HER: They say we're young and we don't know
We won't find out until we grow
HIM: Well I don't know if all that's true
'Cause you got me, and baby I got you

HIM: Babe
BOTH: I got you babe
I got you babe

Double the U said...

Whooops, I see Submariner beat me to it.

mega said...

In Episode 6 of The Marriage Ref, Kenisha and Dave argue about whether it was wrong to microwave the ferret, while guest-panel member Julia Louis-Dryfus tries to look like this isn't the single most embarrassingly painful TV moment of her entire life.

Submariner said...

"You got chocolate in my peanut butter!"
"No, YOU got peanut butter on my chocolate!"

Jay Guevara said...

"Less filling!"

"Tastes great!"

Adriane said...

"Tiger loves me best!"

"Who cares?
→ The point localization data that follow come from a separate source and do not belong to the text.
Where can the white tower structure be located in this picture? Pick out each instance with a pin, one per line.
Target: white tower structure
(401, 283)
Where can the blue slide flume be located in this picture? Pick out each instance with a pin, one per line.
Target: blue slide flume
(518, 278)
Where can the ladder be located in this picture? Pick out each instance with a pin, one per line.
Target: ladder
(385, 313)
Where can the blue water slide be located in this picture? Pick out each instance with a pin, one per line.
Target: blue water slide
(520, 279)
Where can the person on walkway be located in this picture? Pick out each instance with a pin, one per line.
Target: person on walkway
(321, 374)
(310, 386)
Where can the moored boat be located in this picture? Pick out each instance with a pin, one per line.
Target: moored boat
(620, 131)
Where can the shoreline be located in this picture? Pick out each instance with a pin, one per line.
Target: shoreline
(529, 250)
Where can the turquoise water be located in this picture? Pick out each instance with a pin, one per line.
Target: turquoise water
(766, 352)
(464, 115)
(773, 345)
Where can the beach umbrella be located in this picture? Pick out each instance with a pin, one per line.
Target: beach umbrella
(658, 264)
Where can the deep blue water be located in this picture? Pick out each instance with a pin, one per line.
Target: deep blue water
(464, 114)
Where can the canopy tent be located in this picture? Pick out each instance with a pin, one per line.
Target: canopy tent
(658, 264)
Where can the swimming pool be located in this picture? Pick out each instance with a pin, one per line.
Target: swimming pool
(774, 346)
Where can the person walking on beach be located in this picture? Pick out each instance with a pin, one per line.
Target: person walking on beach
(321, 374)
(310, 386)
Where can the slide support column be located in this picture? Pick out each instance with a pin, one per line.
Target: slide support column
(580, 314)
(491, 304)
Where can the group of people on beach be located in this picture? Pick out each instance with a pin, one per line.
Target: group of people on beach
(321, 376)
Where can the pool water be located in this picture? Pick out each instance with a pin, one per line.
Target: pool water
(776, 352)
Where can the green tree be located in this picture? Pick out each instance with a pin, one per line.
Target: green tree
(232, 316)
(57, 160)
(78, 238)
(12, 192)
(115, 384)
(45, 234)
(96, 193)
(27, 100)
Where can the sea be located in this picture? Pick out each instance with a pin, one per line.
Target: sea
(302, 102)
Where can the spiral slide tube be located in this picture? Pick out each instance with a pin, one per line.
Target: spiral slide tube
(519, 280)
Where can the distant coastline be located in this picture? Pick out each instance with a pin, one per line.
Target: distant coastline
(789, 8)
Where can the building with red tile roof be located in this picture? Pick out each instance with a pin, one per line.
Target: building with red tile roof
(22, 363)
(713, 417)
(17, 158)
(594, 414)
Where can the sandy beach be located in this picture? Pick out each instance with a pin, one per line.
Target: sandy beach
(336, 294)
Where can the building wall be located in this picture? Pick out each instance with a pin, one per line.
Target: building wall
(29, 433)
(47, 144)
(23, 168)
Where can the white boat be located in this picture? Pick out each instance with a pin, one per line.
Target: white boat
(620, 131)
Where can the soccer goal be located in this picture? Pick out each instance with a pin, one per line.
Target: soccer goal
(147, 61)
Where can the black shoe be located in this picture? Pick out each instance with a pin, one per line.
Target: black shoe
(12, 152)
He paid me more to keep quiet!"

Festivus said...

A beleaguered onlooker asked, "Can't we all get a schlong?"

Steve O said...

Whitey seems confident in his position, but unsure whether he'll get slapped or not.

Mr. Hankey said...

The scene at the national convention of "People Who Haven't Washed Their Fingers Since 1988" gets testy.

Mr. Hankey said...

Folks are lining up to touch Justin Bieber.